Discovery launched from Kennedy Space Center on April 8, 1993 at 1:29 AM EST and landed at Kennedy on April 17 at 7:37 AM EDT. The shuttle orbited 148 times at an altitude of 160 nautical miles at an inclination of 57 degrees and travelled 3.9 million miles. The mission lasted 9 days, 6 hours, 8 minutes, and 24 seconds.
The primary payload of the flight was the Atmospheric Laboratory for Applications and Science-2 (ATLAS-2), designed to collect data on relationship between sun’s energy output and Earth’s middle atmosphere and how these factors affect ozone layer. Included six instruments mounted on Spacelab pallet in cargo bay, with seventh mounted on wall of bay in two Get Away Special canisters. Atmospheric instruments were Atmospheric Trace Molecule Spectroscopy (ATMOS) experiment; Millimeter Wave Atmospheric Sounder (MAS); and Shuttle Solar Backscatter Ultraviolet/A (SSBUV/A) spectrometer (on cargo bay wall). Solar science instruments were Solar Spectrum Measurement (SOLSPEC) instrument; Solar Ultraviolet Irradiance Monitor (SUSIM); and Active Cavity Radiometer (ACR) and Solar Constant (SOLCON) experiments.

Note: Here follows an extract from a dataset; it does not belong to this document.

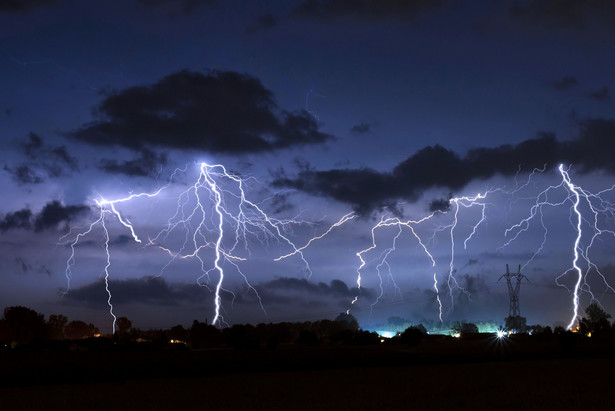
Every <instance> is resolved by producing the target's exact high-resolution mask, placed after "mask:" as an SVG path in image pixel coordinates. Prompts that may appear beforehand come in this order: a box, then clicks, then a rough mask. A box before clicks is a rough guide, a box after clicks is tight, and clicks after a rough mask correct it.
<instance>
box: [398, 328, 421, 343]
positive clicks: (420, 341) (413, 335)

ATLAS-2 is one element of NASA’s Mission to Planet Earth program. All seven ATLAS-2 instruments first flew on ATLAS-I during STS-45, and will fly a third time in late 1994.
On April 11, crew used remote manipulator arm to deploy Shuttle Point Autonomous Research Tool for Astronomy-201 (SPARTAN-201), a free-flying science instrument platform designed to study velocity and acceleration of solar wind and observe sun’s corona. Collected data was stored on tape for playback after return to Earth. SPARTAN-201 retrieved on April 13.
Crew also made numerous radio contacts to schools around world using Shuttle Amateur Radio Experiment II (SAREX II), including a brief radio contact with Russian Mir space station, first such contact between Shuttle and Mir using amateur radio equipment.
Other cargo bay payloads: Solar Ultraviolet Experiment (SUVE), sponsored by Colorado Space Grant Consortium, and located in Get Away Special canister on cargo bay wall.
Middeck payloads: Commercial Materials Dispersion Apparatus Instrumentation Technology Associates Experiment (CMIX); Physiological and Anatomical Rodent Experiment (PARE); Space Tissue Loss (STL-1); Cosmic Ray Effects and Activation Monitor (CREAM) experiment; Hand-held, Earth-oriented, Real-time, Cooperative, User-friendly, Location-targeting and Environmental System (HERCULES); Radiation Monitoring Equipment III (RE III); and Air Force Maui Optical Site (AMOS) calibration test.\
Discovery was crewed by Commander Kenneth D. Cameron, Pilot Stephen S. Oswald, and Mission Specialists C. Michael Foale, Kenneth D. Cockrell, and Ellen Ochoa.